Interaction of XPbx1b and Xmeis1b induces
posterior neural and neural crest markers in animal cap explants in the
absence of mesoderm. (A) The animal pole region of
two-cell stage embryos were injected with either XPbx1b
RNA (1.0 ng per embryo), Xmeis1b RNA (0.5 ng per
embryo), or both RNAs. Animal pole explants were excised at stage 9 and
cultured until stage 26. RT-PCR gene analysis was performed for
N-CAM (pan-neural), N-tubulin
(pan-neuronal), Xtwist (neural crest),
Otx-2 (forebrain), XAG-1 (cement gland),
Krox-20 (hindbrain), HoxB9 (spinal cord),
Xzic3 (proneural and early neural crest marker),
muscle actin (dorsal mesoderm), and EF-1a
(loading control). Stage-24 embryonic RNA with or without reverse
transcriptase (RT+ or RT−) also was used as a positive and negative
reaction control. Note that coinjection of XPbx1b and
Xmeis1b RNA induced the expression of posterior neural
and neural crest cell markers. (B) Schematic
representation of the Xmeis1b mutants. Wild-type Xmeis1b consists of a
Meis-Homothorax domain (MH, yellow box) and homeodomain (HD, green
box).

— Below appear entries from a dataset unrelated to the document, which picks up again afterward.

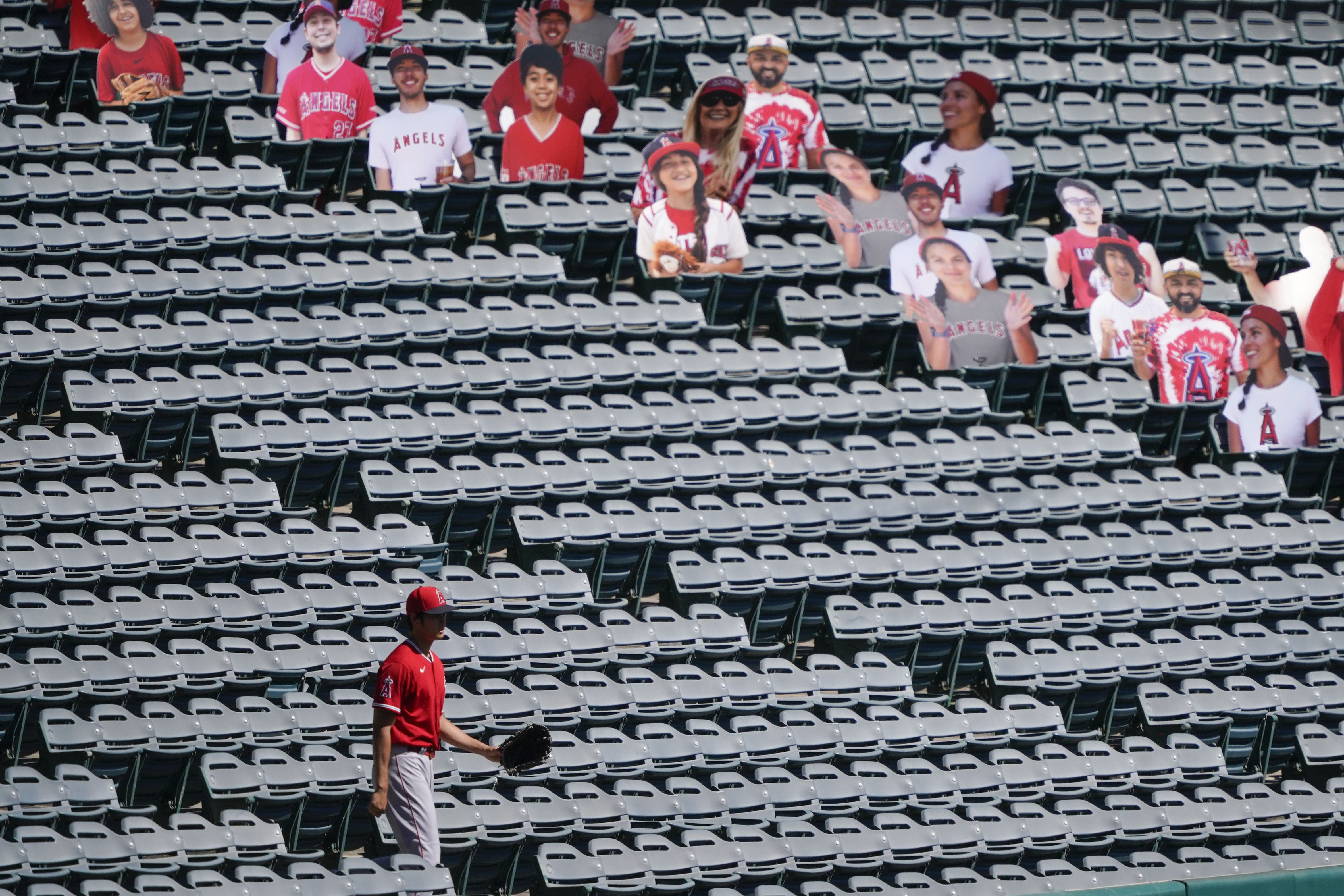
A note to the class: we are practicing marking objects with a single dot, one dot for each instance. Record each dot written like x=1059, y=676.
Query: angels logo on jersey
x=771, y=155
x=1199, y=383
x=1269, y=436
x=952, y=190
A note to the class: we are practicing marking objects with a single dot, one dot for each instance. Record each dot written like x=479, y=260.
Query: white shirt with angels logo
x=1276, y=417
x=969, y=178
x=722, y=232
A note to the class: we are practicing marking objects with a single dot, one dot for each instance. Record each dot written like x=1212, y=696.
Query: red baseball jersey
x=1076, y=260
x=158, y=61
x=785, y=125
x=327, y=105
x=1195, y=359
x=558, y=156
x=412, y=686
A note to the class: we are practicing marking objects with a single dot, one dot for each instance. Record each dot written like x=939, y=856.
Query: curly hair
x=726, y=156
x=100, y=13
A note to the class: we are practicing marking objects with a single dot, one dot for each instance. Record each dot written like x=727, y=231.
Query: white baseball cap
x=1181, y=267
x=768, y=42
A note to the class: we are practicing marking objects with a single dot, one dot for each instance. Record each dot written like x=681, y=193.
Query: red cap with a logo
x=425, y=600
x=406, y=51
x=920, y=180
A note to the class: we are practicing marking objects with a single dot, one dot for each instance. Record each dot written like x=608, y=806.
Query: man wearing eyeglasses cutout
x=1069, y=257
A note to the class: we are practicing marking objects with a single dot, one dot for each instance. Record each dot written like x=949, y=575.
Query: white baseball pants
x=411, y=804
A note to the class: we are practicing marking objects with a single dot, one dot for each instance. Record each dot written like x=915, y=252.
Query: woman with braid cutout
x=1273, y=409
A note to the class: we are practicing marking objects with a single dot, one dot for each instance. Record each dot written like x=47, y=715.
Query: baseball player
x=409, y=729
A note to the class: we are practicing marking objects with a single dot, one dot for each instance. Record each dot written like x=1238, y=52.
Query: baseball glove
x=526, y=749
x=673, y=258
x=136, y=89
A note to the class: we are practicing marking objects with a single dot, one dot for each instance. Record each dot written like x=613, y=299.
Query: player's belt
x=423, y=751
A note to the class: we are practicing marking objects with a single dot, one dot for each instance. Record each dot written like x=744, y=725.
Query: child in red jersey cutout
x=1069, y=257
x=136, y=65
x=544, y=144
x=1194, y=352
x=1273, y=409
x=328, y=97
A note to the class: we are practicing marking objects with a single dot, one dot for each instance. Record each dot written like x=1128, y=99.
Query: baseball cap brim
x=318, y=7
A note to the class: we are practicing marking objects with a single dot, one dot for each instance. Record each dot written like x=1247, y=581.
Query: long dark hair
x=702, y=203
x=1128, y=252
x=1285, y=361
x=987, y=131
x=940, y=292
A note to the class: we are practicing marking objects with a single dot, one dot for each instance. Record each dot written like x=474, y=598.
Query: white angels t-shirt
x=912, y=277
x=415, y=145
x=350, y=45
x=1275, y=417
x=1146, y=308
x=722, y=232
x=969, y=178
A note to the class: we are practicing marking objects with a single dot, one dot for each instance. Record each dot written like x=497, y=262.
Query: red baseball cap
x=554, y=6
x=920, y=180
x=1269, y=316
x=426, y=600
x=321, y=6
x=726, y=84
x=406, y=51
x=978, y=82
x=682, y=145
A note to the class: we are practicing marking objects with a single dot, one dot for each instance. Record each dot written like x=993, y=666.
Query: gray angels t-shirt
x=882, y=225
x=589, y=40
x=979, y=335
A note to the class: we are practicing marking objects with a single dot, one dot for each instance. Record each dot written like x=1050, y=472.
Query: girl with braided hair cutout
x=1273, y=409
x=975, y=174
x=963, y=326
x=136, y=65
x=687, y=232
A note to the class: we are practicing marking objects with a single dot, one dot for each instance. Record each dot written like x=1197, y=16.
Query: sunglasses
x=721, y=99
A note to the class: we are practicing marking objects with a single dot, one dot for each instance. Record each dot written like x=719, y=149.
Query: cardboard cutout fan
x=526, y=749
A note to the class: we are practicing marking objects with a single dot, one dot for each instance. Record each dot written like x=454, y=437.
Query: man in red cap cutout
x=409, y=727
x=785, y=121
x=582, y=86
x=973, y=172
x=910, y=276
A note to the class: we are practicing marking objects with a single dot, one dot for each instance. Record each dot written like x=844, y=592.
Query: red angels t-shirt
x=327, y=105
x=558, y=156
x=1195, y=359
x=158, y=60
x=412, y=686
x=1076, y=260
x=785, y=125
x=381, y=19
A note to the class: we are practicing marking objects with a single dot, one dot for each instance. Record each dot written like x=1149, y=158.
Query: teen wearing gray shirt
x=964, y=326
x=865, y=221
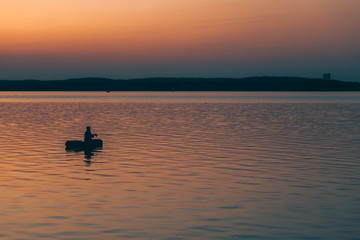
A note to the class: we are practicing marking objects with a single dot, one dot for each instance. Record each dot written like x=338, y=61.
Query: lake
x=182, y=165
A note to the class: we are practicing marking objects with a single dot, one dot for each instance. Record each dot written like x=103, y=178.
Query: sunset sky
x=59, y=39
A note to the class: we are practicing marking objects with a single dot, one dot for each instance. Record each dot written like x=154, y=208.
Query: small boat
x=81, y=145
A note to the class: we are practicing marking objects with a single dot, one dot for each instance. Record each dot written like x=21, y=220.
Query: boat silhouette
x=83, y=145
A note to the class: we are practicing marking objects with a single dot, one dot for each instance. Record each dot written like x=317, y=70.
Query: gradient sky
x=58, y=39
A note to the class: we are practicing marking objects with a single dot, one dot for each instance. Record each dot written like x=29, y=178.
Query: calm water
x=181, y=166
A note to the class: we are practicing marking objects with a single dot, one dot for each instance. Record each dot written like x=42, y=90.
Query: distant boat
x=81, y=145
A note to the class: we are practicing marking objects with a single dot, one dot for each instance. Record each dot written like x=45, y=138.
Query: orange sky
x=123, y=38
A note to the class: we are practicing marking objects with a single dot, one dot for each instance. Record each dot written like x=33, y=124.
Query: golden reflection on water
x=180, y=171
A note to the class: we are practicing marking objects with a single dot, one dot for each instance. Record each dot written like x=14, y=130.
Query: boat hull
x=80, y=145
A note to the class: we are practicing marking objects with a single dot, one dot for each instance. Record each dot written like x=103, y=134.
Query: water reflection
x=180, y=171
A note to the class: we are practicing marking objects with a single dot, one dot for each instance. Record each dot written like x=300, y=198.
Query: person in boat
x=88, y=136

MH domain possesses two subdomains: M1 box (amino acids 71–96)
and M2 box (amino acids 148–161) that are important for Pbx binding.
Deletions of one or more subdomains are indicated. (C)

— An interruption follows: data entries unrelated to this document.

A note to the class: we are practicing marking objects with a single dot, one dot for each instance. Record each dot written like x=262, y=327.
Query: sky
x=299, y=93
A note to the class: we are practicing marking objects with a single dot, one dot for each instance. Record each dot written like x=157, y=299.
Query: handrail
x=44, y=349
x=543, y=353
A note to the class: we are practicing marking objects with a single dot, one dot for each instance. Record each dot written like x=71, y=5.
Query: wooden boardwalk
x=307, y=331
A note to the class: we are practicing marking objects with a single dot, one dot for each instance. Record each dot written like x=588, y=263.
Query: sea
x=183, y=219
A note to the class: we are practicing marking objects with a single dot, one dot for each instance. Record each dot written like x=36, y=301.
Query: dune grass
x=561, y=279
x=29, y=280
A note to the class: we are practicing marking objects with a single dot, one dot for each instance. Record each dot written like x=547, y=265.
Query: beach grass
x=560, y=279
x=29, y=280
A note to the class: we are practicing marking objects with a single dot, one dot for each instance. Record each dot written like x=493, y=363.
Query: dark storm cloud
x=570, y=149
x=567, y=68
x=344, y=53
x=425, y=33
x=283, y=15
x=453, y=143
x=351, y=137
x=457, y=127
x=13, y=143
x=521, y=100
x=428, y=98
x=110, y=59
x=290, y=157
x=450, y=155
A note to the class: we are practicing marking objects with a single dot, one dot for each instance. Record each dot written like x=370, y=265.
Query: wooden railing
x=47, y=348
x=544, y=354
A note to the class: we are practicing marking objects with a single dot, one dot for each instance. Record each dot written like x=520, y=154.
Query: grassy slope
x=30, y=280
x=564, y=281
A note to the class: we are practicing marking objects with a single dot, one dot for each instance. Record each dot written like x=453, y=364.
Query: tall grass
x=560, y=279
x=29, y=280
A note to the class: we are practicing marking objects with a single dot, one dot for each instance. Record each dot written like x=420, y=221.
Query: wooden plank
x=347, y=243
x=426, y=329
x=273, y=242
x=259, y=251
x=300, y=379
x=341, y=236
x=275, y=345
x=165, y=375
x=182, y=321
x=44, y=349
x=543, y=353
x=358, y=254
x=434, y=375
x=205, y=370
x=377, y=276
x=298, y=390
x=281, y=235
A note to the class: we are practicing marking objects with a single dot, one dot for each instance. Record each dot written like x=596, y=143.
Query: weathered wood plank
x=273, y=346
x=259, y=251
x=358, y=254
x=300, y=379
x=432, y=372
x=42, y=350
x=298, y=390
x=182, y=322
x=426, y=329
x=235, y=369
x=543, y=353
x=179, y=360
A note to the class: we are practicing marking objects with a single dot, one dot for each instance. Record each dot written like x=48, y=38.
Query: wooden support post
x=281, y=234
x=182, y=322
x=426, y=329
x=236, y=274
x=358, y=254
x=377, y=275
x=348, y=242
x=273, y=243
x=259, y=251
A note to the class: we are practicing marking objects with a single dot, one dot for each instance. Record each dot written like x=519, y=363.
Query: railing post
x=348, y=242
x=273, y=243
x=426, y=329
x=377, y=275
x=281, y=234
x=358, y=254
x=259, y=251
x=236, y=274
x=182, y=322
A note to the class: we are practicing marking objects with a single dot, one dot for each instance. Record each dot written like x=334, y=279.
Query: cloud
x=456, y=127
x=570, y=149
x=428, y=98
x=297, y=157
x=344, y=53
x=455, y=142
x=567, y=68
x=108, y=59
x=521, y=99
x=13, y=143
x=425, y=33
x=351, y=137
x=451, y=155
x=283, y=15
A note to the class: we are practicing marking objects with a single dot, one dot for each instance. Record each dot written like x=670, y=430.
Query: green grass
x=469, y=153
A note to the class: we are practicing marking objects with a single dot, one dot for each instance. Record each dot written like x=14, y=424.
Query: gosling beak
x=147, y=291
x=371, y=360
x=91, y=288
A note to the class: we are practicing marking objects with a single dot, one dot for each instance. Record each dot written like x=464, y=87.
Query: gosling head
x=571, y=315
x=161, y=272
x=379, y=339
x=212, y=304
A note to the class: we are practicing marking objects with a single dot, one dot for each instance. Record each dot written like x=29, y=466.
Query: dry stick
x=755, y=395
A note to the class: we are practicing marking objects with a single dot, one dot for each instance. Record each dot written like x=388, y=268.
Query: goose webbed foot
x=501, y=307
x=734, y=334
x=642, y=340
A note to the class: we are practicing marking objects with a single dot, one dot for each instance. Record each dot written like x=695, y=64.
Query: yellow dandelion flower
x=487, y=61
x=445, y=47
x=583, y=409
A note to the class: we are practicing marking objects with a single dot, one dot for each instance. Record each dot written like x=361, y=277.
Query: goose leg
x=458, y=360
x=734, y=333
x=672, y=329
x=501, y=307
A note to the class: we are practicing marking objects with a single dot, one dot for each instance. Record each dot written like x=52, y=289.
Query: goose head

XPbx1b and Xmeis1b physically interact. The animal pole region of
two-cell stage embryos were injected with either XPbx1b
(2.5 ng per embryo) or Xmeis1b (2.5 ng per embryo) RNA
alone or were coinjected with XPbx1b and
Xmeis1b wild-type and mutant RNAs. Embryos were cultured
until stage 9, and embryonic extracts were prepared and either directly
immunoblotted (Lower) or immunoprecipitated with an
anti-Xmeis1 antibody before immunoblotting (Upper).
Anti-Meis1 antibody or anti-Pbx1b antibody was used to detect the
indicated protein. Note: the Xpbx1b protein was coimmunoprecipitated
with the wild-type Xmeis1b but not with any of the Xmeis1b mutants.

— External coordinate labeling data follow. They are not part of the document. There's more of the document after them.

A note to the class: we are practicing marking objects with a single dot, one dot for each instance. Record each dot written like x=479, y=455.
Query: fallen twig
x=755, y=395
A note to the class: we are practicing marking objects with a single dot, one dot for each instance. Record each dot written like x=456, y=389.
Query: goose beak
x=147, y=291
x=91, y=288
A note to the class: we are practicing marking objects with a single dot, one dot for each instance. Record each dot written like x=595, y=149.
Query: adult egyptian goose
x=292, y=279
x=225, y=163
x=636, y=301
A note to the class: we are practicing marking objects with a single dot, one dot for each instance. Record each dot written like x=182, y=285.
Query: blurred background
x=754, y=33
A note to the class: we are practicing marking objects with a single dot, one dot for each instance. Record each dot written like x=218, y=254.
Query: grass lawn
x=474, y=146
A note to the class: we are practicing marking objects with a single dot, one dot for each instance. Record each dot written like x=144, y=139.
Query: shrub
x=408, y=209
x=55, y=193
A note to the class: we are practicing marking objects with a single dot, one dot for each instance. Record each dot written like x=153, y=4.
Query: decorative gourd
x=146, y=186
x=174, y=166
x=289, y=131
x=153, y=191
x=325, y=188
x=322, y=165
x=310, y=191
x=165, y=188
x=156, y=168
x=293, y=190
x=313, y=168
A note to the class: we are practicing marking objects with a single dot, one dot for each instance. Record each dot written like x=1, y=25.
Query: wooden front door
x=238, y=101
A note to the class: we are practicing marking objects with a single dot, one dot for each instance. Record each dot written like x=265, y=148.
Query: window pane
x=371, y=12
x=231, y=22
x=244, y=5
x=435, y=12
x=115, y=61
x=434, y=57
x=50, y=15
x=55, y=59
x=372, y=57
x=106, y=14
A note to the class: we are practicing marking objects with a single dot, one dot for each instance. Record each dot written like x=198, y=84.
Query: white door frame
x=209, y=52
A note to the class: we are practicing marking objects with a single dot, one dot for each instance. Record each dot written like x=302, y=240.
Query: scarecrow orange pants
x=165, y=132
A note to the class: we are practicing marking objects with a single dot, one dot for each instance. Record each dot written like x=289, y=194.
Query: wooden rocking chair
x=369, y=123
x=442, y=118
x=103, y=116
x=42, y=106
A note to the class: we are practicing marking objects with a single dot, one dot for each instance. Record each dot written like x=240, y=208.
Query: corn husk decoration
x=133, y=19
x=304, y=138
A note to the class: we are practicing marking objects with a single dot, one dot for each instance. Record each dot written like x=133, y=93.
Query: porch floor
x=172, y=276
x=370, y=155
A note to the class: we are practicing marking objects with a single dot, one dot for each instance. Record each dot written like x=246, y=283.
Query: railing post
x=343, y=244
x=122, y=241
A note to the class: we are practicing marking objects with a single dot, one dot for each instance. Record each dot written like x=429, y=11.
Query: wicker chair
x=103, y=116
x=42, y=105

(D) Nuclear localization of the Xmeis1b protein depends
upon the XPbx1b protein in frog embryonic cells. The animal pole region
of two-cell stage embryos was injected with either Flag tagged
XPbx1b (2.5 ng per embryo) or Flag-tagged
Xmeis1b RNA (2.5 ng per embryo) alone or in combination with
Xmeis1b or XPbx1b RNA (2.5 ng per
embryo). Injected embryos were fixed at stage 9, embedded, sectioned,
and immunostained with anti-Flag antibody. Note that Xmeis1b protein
was in the cytoplasm when expressed alone but was localized in the
nuclei in the presence of XPbx1b. In contrast, XPbx1b was localized in
the nuclei regardless of whether exogenous Xmeis1b was present.